HASARD ? HASARD ?

Transcription

HASARD ? HASARD ?
HASARD ? HASARD ?
La petite fille était en colère. Elle marchait vite sur le sentier et
pleurait à chaudes larmes.
Elle n’avait pas peur dans la forêt, non, elle s’y sentait chez elle. Elle
connaissait tous les arbres environnants, les noms des animaux, petits
et grands qui parfois se laissaient approcher lorsqu’ils étaient blessés.
Seulement aujourd’hui elle venait d’être envoyée pour ramasser des
plantes. Sa mère et ses sœurs réalisaient des potions. Il n’y avait
qu’elle qui reconnaissait les plantes que leur mère lui demandait de
ramener. Cette dernière avait perdu la vue suite à un mélange
malheureux de décoctions.
Elle ne supportait pas l’odeur des mixtures préparées à longueur de journée dans la masure en
bois. Elle préférait l’odeur des champs, des fleurs et des arbres.
Sa mère et ses sœurs s’amusaient follement à préparer des fluides ayant des résultats du
genre : faire pousser la poitrine chez le bûcheron voisin qui leur avait refusé des bûches de
bois quand elles étaient sans le sou, ou se couvrir de poils pour la matrone qui avait fait
fouetter Cornaline, sa sœur aînée qui s’était fait prendre en train de lui soutirer sa bourse.
Aujourd’hui elles voulaient faire payer un petit garçon qui s’était moqué d’elles. Elles
voulaient le faire changer en porcelet pour une année entière.
Carry ne savait pas quoi faire pour empêcher cela.
Elle pleurait tellement qu’elle dépassa l’orée du bois sans s’en apercevoir.
Elle n’était jamais allée aussi loin. Elle n’avait que 7 ans et sa mère lui avait toujours interdit
de dépasser le grand chêne.
Elle s’arrêta net et regarda autour d’elle. Elle vit au loin une maison dans un parc et la
curiosité la poussa à s’avancer.
Elle parcourut une cinquantaine de mètres et se trouva face à un muret surmonté d’une jolie
grille.
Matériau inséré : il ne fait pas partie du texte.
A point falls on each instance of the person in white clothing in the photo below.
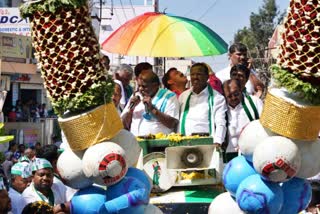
(152, 109)
(42, 187)
(242, 109)
(20, 179)
(202, 108)
(5, 202)
(117, 95)
(238, 54)
(50, 153)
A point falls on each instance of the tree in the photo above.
(257, 36)
(262, 25)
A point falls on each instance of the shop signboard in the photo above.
(15, 48)
(11, 22)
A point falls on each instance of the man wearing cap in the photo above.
(42, 187)
(20, 179)
(5, 202)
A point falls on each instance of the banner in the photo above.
(11, 22)
(15, 48)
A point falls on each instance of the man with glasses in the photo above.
(42, 187)
(202, 108)
(20, 179)
(152, 109)
(242, 109)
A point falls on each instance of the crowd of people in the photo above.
(215, 104)
(29, 111)
(29, 182)
(208, 106)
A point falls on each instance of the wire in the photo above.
(124, 13)
(134, 12)
(209, 8)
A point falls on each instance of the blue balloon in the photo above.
(297, 193)
(88, 200)
(141, 175)
(235, 172)
(126, 196)
(255, 195)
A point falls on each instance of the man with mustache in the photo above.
(20, 179)
(175, 81)
(238, 54)
(152, 109)
(5, 202)
(203, 109)
(42, 187)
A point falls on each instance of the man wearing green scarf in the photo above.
(203, 109)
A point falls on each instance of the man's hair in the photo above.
(202, 65)
(237, 47)
(151, 77)
(140, 67)
(228, 82)
(125, 67)
(166, 77)
(240, 67)
(49, 152)
(106, 59)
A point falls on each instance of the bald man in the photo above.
(152, 109)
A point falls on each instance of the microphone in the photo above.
(132, 105)
(146, 109)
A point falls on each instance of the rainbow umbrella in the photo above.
(163, 35)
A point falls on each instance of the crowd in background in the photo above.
(30, 111)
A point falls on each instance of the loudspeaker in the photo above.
(190, 157)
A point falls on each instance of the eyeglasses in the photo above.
(235, 94)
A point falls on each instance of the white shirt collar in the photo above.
(203, 92)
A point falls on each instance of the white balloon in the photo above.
(252, 135)
(310, 158)
(152, 209)
(129, 143)
(105, 162)
(224, 204)
(277, 158)
(70, 169)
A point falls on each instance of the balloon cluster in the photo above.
(107, 164)
(269, 176)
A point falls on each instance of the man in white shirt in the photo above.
(238, 54)
(50, 153)
(20, 179)
(5, 202)
(242, 109)
(202, 108)
(42, 187)
(152, 109)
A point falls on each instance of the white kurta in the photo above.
(17, 201)
(238, 119)
(224, 75)
(140, 126)
(197, 119)
(30, 195)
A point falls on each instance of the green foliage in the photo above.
(97, 95)
(28, 9)
(293, 84)
(262, 25)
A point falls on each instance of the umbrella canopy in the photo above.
(163, 35)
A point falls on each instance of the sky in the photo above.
(225, 17)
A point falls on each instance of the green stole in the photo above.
(246, 109)
(186, 111)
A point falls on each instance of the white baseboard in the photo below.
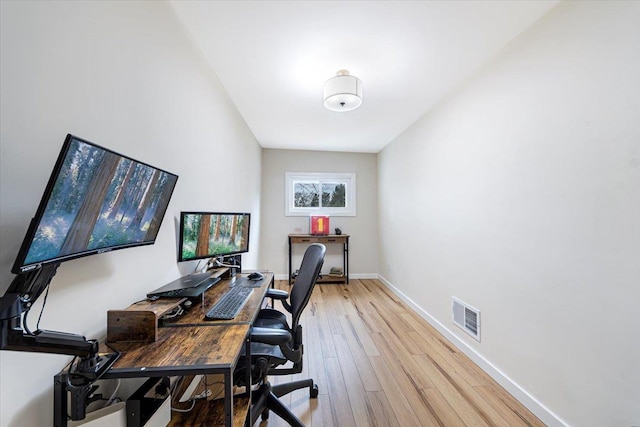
(541, 411)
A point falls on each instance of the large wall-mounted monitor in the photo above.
(212, 234)
(96, 201)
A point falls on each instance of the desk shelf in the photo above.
(307, 239)
(211, 413)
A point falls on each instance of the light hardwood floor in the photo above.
(377, 363)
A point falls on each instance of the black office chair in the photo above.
(274, 343)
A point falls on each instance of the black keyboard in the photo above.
(246, 283)
(230, 304)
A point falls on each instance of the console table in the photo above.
(341, 239)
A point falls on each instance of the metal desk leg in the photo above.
(247, 421)
(228, 399)
(60, 400)
(346, 259)
(289, 261)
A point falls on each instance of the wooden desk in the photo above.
(188, 345)
(342, 239)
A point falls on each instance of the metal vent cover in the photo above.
(466, 317)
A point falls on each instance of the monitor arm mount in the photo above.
(15, 335)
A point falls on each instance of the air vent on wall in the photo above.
(467, 318)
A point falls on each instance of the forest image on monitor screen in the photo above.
(100, 200)
(214, 234)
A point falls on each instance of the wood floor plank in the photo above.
(397, 400)
(383, 415)
(342, 414)
(411, 380)
(357, 359)
(355, 390)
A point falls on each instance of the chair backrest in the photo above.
(306, 280)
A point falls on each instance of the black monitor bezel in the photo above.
(181, 235)
(20, 267)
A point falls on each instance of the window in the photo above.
(320, 193)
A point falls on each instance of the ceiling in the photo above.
(273, 58)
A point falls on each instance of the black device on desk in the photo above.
(230, 304)
(190, 286)
(256, 276)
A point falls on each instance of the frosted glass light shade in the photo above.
(342, 92)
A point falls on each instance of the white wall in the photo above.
(127, 76)
(520, 195)
(363, 240)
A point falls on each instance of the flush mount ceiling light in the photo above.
(342, 92)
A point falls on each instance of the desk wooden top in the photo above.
(182, 351)
(190, 344)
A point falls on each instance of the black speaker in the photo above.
(235, 260)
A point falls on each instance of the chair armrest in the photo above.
(270, 336)
(278, 294)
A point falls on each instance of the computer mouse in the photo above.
(256, 276)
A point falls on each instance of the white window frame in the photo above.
(348, 179)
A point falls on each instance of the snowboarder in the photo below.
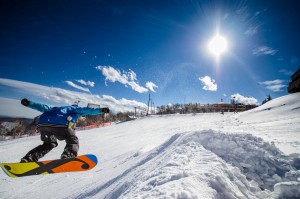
(56, 123)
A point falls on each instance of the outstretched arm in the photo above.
(92, 111)
(34, 105)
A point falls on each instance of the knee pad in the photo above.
(50, 144)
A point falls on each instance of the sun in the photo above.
(217, 45)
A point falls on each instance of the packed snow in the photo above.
(254, 154)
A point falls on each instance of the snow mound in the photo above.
(205, 164)
(281, 108)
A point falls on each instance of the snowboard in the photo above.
(79, 163)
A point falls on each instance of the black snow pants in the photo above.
(49, 136)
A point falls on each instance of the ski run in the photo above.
(254, 154)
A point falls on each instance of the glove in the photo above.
(105, 110)
(25, 102)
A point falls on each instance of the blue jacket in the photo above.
(61, 116)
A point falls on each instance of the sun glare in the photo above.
(217, 45)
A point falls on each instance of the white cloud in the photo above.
(86, 83)
(244, 100)
(127, 78)
(151, 86)
(78, 87)
(286, 72)
(58, 96)
(209, 83)
(264, 50)
(274, 85)
(252, 30)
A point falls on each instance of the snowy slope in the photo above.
(248, 155)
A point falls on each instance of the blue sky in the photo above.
(125, 49)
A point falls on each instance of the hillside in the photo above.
(254, 154)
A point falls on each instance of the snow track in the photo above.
(205, 164)
(255, 154)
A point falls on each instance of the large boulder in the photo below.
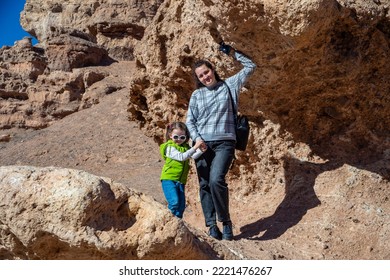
(52, 213)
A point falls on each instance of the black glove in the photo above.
(224, 48)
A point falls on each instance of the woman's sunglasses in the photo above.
(179, 137)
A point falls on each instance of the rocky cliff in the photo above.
(314, 182)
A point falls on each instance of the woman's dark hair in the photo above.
(198, 84)
(177, 125)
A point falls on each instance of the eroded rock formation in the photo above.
(316, 173)
(49, 213)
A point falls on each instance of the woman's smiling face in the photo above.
(205, 75)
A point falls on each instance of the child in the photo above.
(176, 153)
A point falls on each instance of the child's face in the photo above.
(178, 136)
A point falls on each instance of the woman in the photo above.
(210, 120)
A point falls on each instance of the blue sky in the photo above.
(11, 30)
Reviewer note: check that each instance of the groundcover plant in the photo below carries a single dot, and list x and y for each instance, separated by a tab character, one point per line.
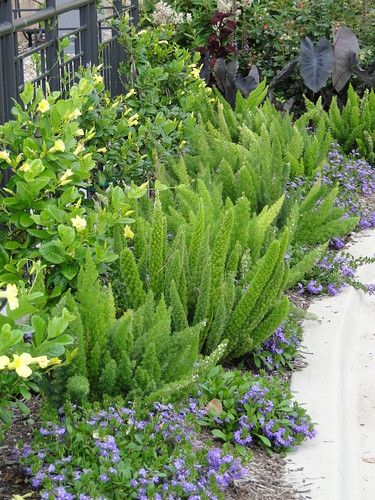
148	248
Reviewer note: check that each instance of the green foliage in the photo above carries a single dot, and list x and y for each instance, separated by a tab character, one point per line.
353	126
135	355
24	363
135	445
252	408
43	213
203	279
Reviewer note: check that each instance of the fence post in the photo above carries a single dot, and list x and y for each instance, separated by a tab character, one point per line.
88	15
135	12
52	51
8	85
117	86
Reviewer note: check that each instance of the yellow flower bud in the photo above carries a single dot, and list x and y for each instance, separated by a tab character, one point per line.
21	364
4	155
11	294
4	361
74	114
58	147
128	233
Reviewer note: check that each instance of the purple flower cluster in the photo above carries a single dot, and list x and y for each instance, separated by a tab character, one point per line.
278	349
106	433
242	435
221	468
272	425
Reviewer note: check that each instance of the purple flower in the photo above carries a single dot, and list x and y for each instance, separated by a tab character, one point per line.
313	287
332	289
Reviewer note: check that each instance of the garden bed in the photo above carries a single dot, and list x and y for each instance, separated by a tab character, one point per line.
159	252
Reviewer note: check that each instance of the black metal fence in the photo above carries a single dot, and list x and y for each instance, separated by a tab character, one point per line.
51	43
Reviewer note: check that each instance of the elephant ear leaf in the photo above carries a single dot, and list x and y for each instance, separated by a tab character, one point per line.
225	76
345	53
249	83
316	63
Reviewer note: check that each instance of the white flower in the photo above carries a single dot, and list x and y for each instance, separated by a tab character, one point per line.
79	223
4	361
4	155
11	294
165	14
44	106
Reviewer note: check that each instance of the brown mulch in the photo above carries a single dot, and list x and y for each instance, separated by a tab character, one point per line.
12	478
266	480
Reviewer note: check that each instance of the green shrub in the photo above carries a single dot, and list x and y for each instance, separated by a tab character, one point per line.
43	212
212	262
254	408
135	355
23	360
353	127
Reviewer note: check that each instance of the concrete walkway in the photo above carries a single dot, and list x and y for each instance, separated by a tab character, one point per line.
338	389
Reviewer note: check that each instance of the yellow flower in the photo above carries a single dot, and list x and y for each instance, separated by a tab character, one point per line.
43	106
54	361
130	93
41	360
4	155
25	167
21	364
11	294
79	149
74	114
128	233
98	79
64	179
4	361
79	223
58	147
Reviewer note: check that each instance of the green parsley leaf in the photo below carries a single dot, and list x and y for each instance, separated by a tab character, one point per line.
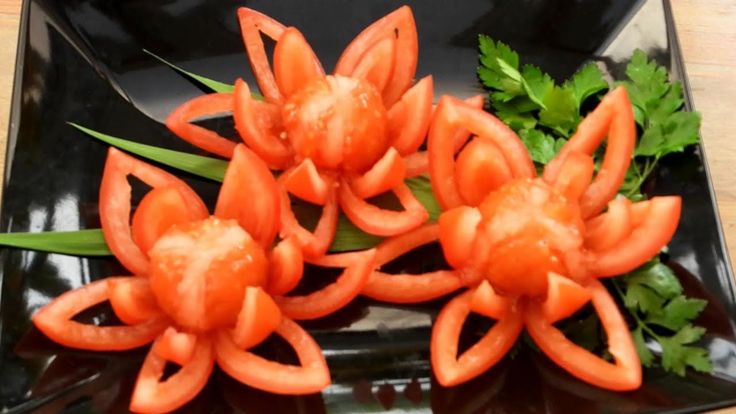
586	82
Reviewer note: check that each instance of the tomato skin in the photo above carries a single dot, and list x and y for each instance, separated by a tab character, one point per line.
151	395
623	375
311	376
55	321
114	204
160	209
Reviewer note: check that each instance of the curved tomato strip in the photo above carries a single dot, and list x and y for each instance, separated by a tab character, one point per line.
250	195
450	369
151	395
257	320
458	228
55	321
480	169
451	115
305	182
250	369
406	288
624	375
575	175
386	173
409	118
115	204
286	266
608	229
645	240
398	23
332	297
614	117
179	122
379	221
294	62
377	64
160	209
252	24
257	123
314	244
132	299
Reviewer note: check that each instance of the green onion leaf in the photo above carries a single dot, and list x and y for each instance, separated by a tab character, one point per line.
89	242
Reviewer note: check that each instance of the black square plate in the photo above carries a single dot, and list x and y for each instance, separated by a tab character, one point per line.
82	61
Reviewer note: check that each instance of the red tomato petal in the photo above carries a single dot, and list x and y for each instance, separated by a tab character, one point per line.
645	240
179	122
382	222
257	123
250	369
252	24
55	321
400	22
623	375
451	369
132	299
115	204
408	119
151	395
332	297
386	173
286	266
250	195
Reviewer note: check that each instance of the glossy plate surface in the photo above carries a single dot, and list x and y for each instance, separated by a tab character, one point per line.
82	61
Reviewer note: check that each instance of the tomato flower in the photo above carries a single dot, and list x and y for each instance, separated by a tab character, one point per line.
339	139
530	250
208	288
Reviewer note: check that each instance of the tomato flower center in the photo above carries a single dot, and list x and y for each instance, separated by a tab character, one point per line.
338	122
526	230
199	272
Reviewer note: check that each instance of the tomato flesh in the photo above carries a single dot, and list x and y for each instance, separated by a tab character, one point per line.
338	122
200	270
527	219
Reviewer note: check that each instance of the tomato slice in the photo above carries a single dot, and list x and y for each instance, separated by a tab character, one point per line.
623	375
115	204
305	182
608	229
382	222
314	244
151	395
614	117
564	297
407	288
377	64
179	122
458	229
55	321
645	240
286	266
451	369
260	126
250	195
160	209
177	347
250	369
385	174
408	119
479	169
252	24
452	115
575	175
132	300
332	297
399	23
257	320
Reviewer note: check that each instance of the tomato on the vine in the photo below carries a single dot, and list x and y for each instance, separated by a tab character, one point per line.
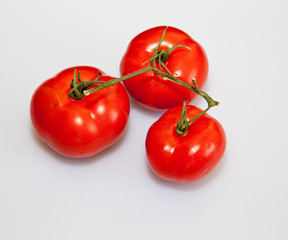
186	154
178	54
79	128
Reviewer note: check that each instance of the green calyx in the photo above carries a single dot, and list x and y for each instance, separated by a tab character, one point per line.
78	87
183	125
161	56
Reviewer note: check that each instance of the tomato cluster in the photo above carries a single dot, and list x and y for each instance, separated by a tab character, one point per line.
82	111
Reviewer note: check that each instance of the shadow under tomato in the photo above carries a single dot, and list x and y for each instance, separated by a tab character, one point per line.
190	186
79	161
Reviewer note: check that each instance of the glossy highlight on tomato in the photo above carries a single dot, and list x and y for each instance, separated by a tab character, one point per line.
79	128
186	158
153	91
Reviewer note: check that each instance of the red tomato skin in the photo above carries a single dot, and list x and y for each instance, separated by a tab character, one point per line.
155	92
79	128
184	159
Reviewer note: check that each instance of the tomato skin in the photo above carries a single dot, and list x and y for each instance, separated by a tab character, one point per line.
188	158
155	92
79	128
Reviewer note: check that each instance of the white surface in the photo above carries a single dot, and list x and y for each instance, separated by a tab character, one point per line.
114	195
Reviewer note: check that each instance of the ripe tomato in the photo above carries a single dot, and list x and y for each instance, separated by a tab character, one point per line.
153	91
189	157
79	128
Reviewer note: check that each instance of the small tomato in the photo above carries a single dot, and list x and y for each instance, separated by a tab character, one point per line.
188	157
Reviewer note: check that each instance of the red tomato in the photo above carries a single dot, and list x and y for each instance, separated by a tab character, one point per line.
79	128
155	92
185	158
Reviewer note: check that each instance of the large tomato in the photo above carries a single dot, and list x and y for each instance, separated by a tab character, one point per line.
188	157
79	128
153	91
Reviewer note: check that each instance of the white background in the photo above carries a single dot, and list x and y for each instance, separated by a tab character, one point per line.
114	195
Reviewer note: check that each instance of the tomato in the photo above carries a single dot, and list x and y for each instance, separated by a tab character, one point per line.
79	128
153	91
189	157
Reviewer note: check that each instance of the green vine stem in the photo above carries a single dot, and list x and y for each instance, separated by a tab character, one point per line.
79	88
209	100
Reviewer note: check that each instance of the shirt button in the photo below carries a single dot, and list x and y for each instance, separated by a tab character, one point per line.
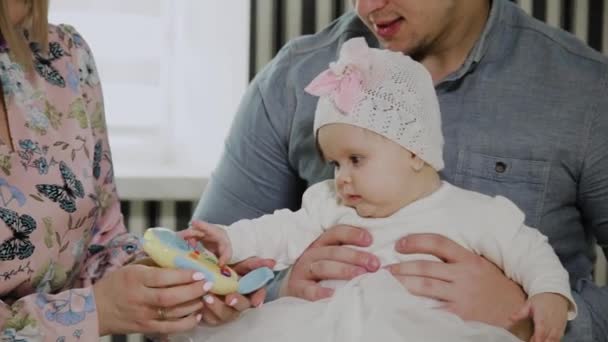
500	167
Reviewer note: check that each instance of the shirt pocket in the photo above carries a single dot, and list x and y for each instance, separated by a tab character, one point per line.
523	181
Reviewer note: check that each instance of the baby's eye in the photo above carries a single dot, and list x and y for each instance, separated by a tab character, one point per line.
334	164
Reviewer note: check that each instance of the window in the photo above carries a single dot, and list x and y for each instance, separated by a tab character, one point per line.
173	72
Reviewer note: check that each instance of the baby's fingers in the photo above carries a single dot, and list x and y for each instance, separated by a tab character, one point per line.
523	313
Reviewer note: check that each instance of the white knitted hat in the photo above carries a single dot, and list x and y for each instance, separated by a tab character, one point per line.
385	92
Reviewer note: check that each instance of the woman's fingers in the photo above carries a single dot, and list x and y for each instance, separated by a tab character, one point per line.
166	277
176	295
183	310
174	326
221	310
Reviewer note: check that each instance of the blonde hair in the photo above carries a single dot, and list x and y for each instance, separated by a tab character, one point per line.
35	22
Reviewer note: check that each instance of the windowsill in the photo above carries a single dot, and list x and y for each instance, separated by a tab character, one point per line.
160	184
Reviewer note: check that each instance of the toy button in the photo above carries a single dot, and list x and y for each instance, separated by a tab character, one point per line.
225	272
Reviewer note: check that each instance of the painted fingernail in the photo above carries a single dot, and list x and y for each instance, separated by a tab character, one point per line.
359	271
365	238
207	286
198	276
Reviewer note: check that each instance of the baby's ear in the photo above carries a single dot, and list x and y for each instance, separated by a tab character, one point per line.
417	162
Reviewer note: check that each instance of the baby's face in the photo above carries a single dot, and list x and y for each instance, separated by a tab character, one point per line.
372	174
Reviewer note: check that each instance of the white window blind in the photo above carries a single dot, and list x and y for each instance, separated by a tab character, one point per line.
172	71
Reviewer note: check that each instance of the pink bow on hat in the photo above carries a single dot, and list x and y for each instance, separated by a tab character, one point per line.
343	81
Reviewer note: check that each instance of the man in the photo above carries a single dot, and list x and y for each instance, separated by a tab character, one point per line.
525	115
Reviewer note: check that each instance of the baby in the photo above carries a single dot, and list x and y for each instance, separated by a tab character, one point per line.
378	123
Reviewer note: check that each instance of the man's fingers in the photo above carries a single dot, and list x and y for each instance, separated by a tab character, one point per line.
344	235
314	292
521	314
326	269
423	268
434	244
427	287
340	254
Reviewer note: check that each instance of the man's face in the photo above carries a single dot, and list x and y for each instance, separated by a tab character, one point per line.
408	26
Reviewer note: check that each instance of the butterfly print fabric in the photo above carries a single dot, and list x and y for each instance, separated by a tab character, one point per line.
60	222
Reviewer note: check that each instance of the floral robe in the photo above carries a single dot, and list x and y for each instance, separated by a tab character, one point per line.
60	222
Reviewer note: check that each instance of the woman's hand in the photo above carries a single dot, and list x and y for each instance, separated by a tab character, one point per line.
327	259
470	286
142	299
218	310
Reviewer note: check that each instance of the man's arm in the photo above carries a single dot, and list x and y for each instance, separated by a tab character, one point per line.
592	323
253	176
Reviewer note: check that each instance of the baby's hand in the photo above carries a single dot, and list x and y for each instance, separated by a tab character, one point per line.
213	237
549	312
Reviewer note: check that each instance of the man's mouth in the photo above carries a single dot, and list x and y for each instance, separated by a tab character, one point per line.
386	29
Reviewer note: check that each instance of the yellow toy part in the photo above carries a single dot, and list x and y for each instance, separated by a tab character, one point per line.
168	250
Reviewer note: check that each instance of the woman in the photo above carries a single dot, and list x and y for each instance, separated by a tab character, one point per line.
63	243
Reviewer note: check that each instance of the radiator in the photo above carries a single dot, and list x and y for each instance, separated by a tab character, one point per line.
270	29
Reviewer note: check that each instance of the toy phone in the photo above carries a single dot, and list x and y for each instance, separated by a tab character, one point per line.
169	250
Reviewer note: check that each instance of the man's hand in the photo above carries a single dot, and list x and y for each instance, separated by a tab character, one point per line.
470	286
326	259
549	311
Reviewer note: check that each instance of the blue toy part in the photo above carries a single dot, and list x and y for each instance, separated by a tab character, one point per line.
255	280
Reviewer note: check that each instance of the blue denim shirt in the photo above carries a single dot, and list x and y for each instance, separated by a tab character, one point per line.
526	117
Absorbée par la contemplation des dessins de la grille, elle fit le tour et se retrouva
devant la grande entrée fermée par un portail majestueux.
Un détail attira son attention : au milieu du portail se trouvait la représentation d’un animal.
Cet animal, elle le connaissait, elle en avait déjà vu, mais surtout, elle en portait un en
pendentif : une salamandre. Cette salamandre avait la même couleur bleue et vert que son
pendentif.
Elle était en pleine admiration lorsque le portail s’ouvrit et qu’une calèche déboula vers elle.
Le cocher, furieux lui hurla de s’en aller, mais une petite voix à l’intérieur lui donna l’ordre de
s’arrêter.
Un petit garçon en sortit et Carry reconnut l’enfant à qui un sort devait être jeté.
Le petit garçon devait avoir 5 ou 6 ans et n’était pas seul dans la calèche. Une dame en
descendit également pour savoir ce que son fils voulait à cette gamine en guenilles.
Carry qui n’avait jamais la langue dans sa poche se trouvait cependant muette comme une
carpe car elle ne savait pas comment prévenir cette personne du sort qui attendait son fils.
Elle réfléchissait encore quand la maman lui posa la question de savoir ce qu’elle faisait
devant leur portail : Mendiait-elle ? Voulait-elle manger quelque chose ?
Carry lui expliqua qu’elle s’était trop éloignée de chez elle et que
cette maison et plus particulièrement le portail l’avait intriguée.
Elle porta en même temps la main à son cou pour en sortir la
salamandre qui pendait à une chaîne.
La dame pâlît et lui demanda où elle avait trouvé ce pendentif.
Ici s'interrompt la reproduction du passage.